Annotation tools used: WWWTranscribe software

· Lexicon:

Format: simple ASCII list with two columns ok

Text-to-phoneme procedure: manual transcription by experienced phonetician ok

Explanation or reference to the phoneme set: German SAM-PA ok

Phonological or higher order phenomena accounted in the phonemic transcriptions: n.a.

· Statistical information:

Frequency of sub-word units: phonemes (diphones, triphones, syllables,...): not given

Word frequency table: not given

· Others:

Any other essential language-dependent information or convention: n.a.

Indication of how many files were double-checked by the producer together with percentage of detected errors: not given

Status of documentation: acceptable

II.) Automatic validation

The following list contains all validation steps with the methodology and results.

Completeness of signal files: ok

Completeness of meta data files: ok

Completeness of annotation files: ok

Correctness of file names: ok

Empty files: none

Status of signal, annotation and meta data files: ok

Cross checks of meta information: ok

Cross checks of summary listings: ok

Annotation and lexicon contents: ok

III.) Manual Validation

About two percent ((~2.2%; ~376 files) of the audio files and their SAM-files were checked manually. A few mistakes in the orthographical level of some SAM files (12 files) were noticed (e.g. wrong annotation, wrong or too much noise markers). Also, not every session contains four files (two files).

IV.) Other Relevant Observations

Some folders and files are missing. SPEAKER.TBL, SESSION.TBL and LEXICON.TBL, which should be found in the INDEX-directory, and CONTENTS.LST from the INDEX-directory are not available. No relevant information about CD-ROMS can be found (no DISK.ID). Also there are a few inconsistencies in the README. Its says there are no information about used telephone handsets (paragraph Speaker), but that information is given by the label PHM in meta data files. Furthermore the data structure in the readme-document is different from the structure in the master. In the paragraph “CD-ROM-Structure” you can see a different data structure (in the master the BLOCK-directory is not in the DATA-directory). *.DEO-files are encoded in ASCII and not in ISO-8859-1. For testing purposes a directory has been created using FORMTASK_utf8.tab (see /source). In this case it was determined that it must have been 17297 recordings. But four of them were useless and not kept together with their labelfiles in the corpus. In SAM-files as well as in CONTENTS.LST the path (\FIXED1DE\) is wrong. It was directed to a non-existing directory. This error was manually changed.
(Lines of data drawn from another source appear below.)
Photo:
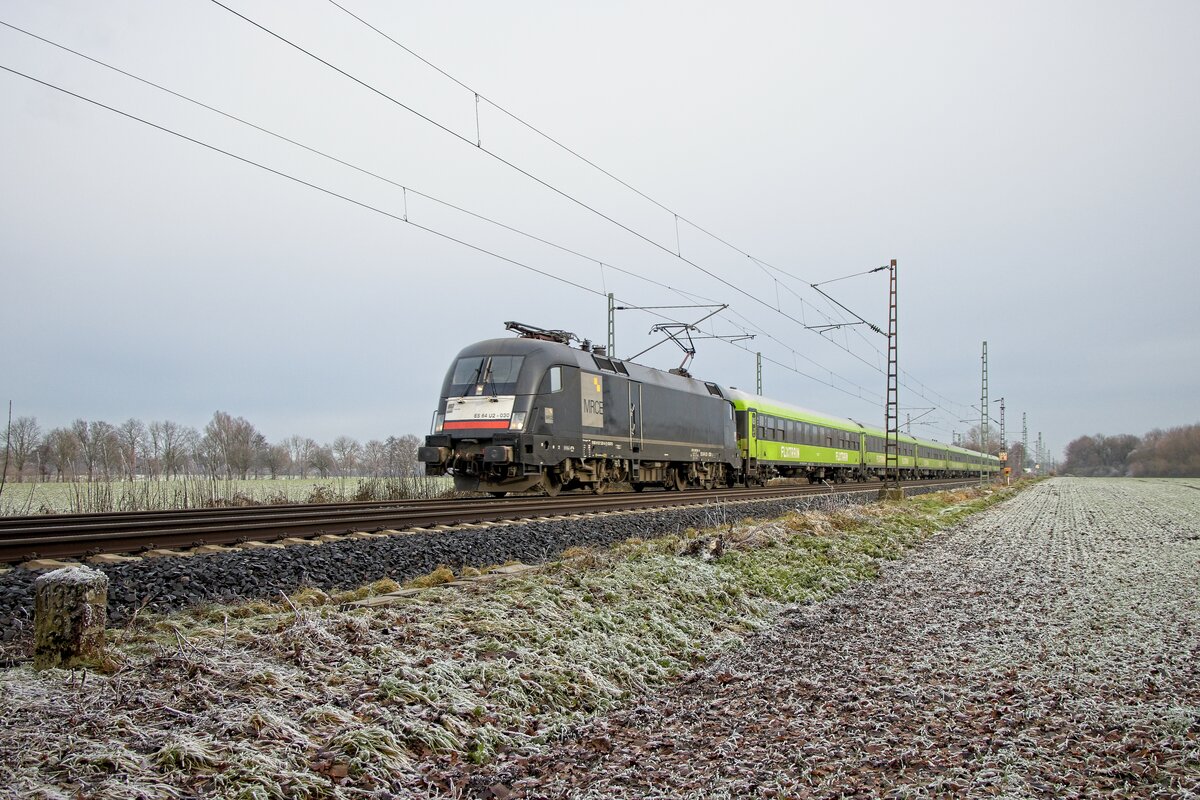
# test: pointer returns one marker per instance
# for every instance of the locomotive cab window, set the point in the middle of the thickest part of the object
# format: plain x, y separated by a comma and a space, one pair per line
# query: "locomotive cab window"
491, 373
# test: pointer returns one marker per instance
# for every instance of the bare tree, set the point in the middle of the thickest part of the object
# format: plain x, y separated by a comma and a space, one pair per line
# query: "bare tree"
175, 445
300, 449
63, 451
375, 458
276, 459
235, 440
22, 438
106, 446
322, 459
131, 434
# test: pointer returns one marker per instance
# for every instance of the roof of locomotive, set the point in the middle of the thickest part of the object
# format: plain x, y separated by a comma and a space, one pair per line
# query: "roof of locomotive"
544, 354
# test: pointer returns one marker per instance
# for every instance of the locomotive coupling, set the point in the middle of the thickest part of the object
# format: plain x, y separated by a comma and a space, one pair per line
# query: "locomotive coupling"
497, 453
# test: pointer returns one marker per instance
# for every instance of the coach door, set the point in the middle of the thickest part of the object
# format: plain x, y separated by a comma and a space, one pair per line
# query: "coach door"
635, 416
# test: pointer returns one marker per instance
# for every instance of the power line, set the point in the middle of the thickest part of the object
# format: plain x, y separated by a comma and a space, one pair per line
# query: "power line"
525, 172
419, 193
349, 164
352, 200
303, 182
460, 209
678, 217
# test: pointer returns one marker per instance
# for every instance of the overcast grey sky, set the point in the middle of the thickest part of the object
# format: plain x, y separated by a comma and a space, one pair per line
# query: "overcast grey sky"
1032, 167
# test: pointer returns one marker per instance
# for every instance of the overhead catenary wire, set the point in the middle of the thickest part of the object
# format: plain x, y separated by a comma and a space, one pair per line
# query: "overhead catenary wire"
678, 217
522, 170
407, 190
360, 204
761, 264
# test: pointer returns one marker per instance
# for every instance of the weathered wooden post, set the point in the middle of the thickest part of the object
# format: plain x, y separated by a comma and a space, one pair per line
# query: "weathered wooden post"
70, 613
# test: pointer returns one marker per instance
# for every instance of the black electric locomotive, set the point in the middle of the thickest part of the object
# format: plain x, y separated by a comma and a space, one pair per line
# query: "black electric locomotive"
533, 410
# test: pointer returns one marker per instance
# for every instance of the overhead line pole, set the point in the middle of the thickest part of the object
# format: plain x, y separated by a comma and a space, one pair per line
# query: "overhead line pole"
983, 415
892, 413
1025, 440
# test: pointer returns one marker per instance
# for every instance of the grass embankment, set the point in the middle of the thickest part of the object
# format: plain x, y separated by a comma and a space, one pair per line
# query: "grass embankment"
202, 492
311, 698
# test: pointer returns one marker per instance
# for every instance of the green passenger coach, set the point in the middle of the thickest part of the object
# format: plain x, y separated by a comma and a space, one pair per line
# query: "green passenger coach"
780, 440
777, 439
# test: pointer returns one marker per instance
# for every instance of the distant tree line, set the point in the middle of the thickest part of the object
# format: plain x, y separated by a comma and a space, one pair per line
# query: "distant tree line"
1159, 453
228, 447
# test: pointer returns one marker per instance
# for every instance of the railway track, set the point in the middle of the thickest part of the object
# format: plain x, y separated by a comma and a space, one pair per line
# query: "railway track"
57, 536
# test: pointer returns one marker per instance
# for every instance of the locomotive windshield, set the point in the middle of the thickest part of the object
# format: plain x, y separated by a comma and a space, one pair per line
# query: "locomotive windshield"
493, 373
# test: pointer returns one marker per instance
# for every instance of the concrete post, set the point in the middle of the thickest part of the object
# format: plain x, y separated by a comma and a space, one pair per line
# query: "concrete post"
70, 614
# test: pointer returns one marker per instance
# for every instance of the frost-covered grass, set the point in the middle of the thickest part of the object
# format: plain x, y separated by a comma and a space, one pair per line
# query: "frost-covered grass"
1049, 648
199, 492
312, 698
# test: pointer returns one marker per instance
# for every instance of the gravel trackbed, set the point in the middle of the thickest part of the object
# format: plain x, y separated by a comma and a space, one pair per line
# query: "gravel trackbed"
1049, 647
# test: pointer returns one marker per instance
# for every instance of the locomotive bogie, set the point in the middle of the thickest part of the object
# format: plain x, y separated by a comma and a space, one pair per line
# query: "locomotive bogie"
529, 413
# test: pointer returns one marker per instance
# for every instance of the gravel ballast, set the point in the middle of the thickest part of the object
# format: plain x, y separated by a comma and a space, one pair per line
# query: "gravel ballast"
168, 584
1049, 647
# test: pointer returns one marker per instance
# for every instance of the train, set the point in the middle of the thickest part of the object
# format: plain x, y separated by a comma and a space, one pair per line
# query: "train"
535, 413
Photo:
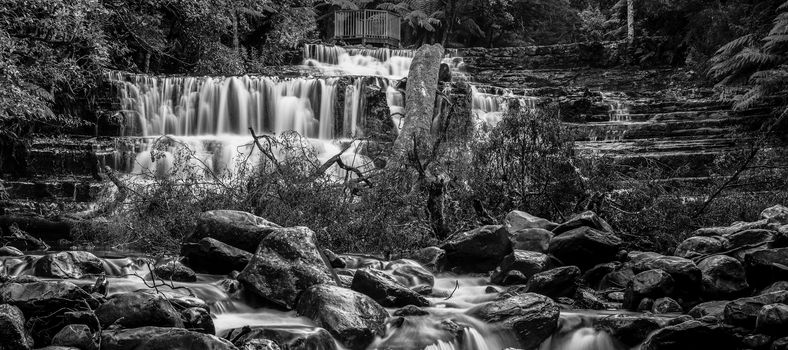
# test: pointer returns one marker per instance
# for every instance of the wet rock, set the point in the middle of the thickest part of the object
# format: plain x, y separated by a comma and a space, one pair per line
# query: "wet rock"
584, 219
532, 239
198, 320
286, 263
76, 335
45, 297
715, 309
743, 312
691, 335
666, 305
780, 344
773, 320
284, 337
410, 310
585, 247
686, 275
774, 287
531, 317
518, 220
10, 251
351, 317
528, 263
160, 338
260, 344
68, 265
776, 214
432, 257
13, 335
630, 329
138, 309
723, 277
698, 246
385, 290
237, 228
766, 266
209, 255
558, 282
478, 250
174, 270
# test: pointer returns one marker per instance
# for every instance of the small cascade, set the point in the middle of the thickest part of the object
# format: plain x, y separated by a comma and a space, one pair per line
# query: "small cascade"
489, 103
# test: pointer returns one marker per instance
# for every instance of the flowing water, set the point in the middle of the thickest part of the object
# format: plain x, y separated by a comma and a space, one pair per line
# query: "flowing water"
447, 327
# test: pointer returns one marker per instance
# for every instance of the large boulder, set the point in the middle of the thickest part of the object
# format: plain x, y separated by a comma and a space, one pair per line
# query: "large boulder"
555, 283
766, 266
686, 274
352, 318
78, 336
691, 335
743, 312
773, 320
158, 338
533, 239
13, 335
237, 228
478, 250
209, 255
715, 309
284, 337
526, 262
385, 290
648, 284
699, 246
286, 263
585, 247
630, 329
176, 271
68, 265
776, 214
518, 220
138, 309
46, 297
531, 317
584, 219
723, 277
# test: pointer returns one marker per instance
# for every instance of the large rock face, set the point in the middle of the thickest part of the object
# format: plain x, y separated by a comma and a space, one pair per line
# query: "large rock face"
518, 220
558, 282
283, 337
584, 219
528, 263
384, 289
698, 246
531, 317
158, 338
286, 263
209, 255
13, 335
68, 265
351, 317
478, 250
237, 228
723, 277
743, 312
766, 266
585, 247
691, 335
138, 309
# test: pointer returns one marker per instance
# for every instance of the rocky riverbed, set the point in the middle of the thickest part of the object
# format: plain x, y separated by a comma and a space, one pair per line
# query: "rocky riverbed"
243, 282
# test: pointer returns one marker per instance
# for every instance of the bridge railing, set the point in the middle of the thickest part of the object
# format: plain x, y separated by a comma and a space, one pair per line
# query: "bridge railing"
367, 26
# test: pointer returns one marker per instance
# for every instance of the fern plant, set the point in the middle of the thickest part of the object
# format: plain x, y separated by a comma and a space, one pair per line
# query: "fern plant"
759, 60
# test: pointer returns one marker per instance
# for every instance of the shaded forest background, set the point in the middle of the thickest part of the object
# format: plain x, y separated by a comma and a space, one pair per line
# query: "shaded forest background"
54, 54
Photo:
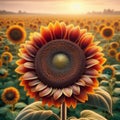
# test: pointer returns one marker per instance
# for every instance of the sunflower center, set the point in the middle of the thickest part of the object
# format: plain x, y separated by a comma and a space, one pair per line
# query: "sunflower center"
10, 96
59, 63
16, 34
60, 60
108, 32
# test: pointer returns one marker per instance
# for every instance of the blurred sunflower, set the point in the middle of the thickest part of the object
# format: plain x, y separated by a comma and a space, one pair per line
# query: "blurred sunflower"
16, 34
118, 56
6, 57
112, 52
109, 70
60, 64
3, 73
10, 95
107, 32
114, 45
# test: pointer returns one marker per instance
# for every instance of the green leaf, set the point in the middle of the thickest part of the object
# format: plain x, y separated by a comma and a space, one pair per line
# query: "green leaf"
104, 83
11, 115
101, 99
116, 66
116, 92
35, 111
4, 110
20, 105
90, 115
117, 84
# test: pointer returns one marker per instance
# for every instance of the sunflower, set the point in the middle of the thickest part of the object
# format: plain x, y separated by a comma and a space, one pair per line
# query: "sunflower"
3, 73
6, 57
101, 26
107, 32
10, 95
118, 56
16, 34
60, 64
112, 52
114, 45
6, 48
109, 70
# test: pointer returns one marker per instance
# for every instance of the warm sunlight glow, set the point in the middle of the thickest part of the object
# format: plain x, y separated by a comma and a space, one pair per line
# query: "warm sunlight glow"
75, 7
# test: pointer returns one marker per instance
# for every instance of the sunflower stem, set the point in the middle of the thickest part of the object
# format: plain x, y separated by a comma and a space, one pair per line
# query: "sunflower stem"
63, 112
13, 107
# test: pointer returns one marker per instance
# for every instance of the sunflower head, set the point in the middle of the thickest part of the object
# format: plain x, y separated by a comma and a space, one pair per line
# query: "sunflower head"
6, 57
114, 45
6, 48
3, 73
112, 52
60, 64
16, 34
109, 70
10, 95
107, 32
118, 56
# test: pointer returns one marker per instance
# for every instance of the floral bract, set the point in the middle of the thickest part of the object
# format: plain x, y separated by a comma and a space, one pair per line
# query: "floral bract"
60, 64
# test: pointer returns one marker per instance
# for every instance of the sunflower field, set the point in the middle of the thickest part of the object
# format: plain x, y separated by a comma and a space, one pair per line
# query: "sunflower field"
54, 67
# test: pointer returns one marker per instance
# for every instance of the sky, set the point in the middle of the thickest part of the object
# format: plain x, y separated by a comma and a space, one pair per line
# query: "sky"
59, 6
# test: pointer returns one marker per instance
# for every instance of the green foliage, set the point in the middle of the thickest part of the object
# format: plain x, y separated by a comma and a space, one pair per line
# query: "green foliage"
100, 99
35, 111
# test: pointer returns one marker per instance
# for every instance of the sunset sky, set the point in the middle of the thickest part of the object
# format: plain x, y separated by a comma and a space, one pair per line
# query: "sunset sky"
59, 6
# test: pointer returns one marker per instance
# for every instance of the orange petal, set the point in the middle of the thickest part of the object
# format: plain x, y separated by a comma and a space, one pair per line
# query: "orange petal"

V.) Comments for Improvement

After building the missing table files (see IV.) with given scripts, also a few adjustments for the README are necessary. As above mentioned, the data structure in the corpus is different from the original README. Furthermore it is suggested to make a note about such informations like files, which were deleted after the recording sessions or after reviewing them for the corpus.

VI.) Result

Aside from minor missing informations, the corpus is in good to very good shape for scientific and technical usage.